I have experienced a lot of loss lately and it’s been difficult coming to terms with it all. I equate my current situation with that of an out of control merry-go-round. I am in the center, gripping for dear life, while it spins and spins and spins. All I can see are blurs of different paths I could take, but I’m so fearful of choosing the wrong one I’m paralyzed. This is way too much movement for going nowhere!

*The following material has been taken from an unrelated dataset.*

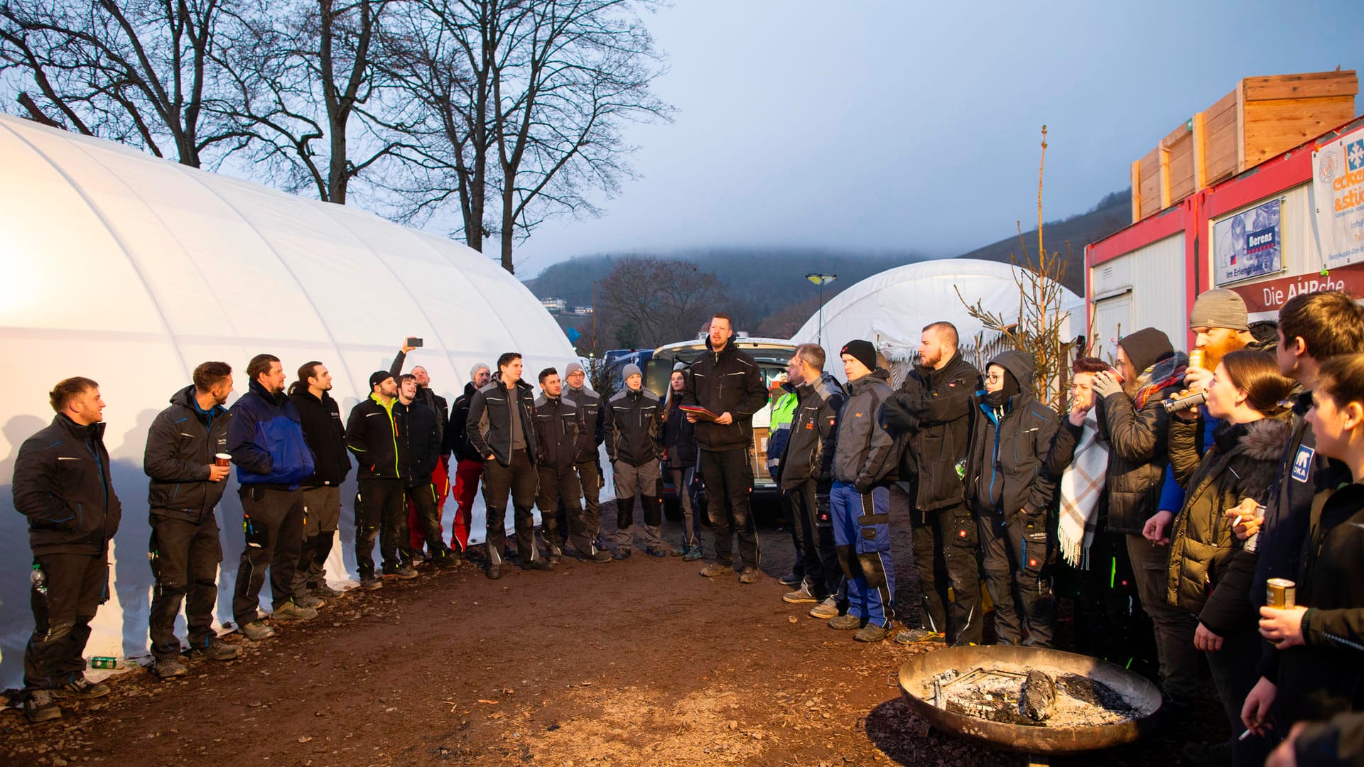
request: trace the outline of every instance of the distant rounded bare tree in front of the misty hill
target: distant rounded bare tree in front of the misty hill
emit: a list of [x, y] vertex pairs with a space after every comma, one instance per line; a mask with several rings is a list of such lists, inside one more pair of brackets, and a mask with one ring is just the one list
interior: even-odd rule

As is often the case when I feel like everything in my life is out of control, I picked up a book. Today it was The Power by Rhonda Byrne. I’ve only read to page 21, but I’m already inspired. Byrne talks about love being the key to transforming our lives and the obvious: positive thinking = positive outcome and negative thinking = negative outcome. I have to admit I’m not the most positive thinking person out there. In fact, I am downright pessimistic most of the time. I’ve had a difficult time changing my negative thinking. However, the idea of focusing on what I love rather than what I don’t love seems feasible. Gratitude lists haven’t worked well for me. I find it hard to come up with things I’m grateful for when so much has been lost. So, I came up with the idea of writing a love list instead. I bought a tiny, leather-bound gratitude journal and twice a day I’m going to write the things that I love. For example, my first entry is: I love that the little gratitude journal I bought today was marked down from $7.95 to $1.79 and was just what I needed right when I needed it. I’ve also started practicing saying what I love out loud throughout the day instead of constantly focusing on what is going wrong. My son has even noticed the change. What about you? What do you think about writing a daily love list? I’d love to hear your thoughts.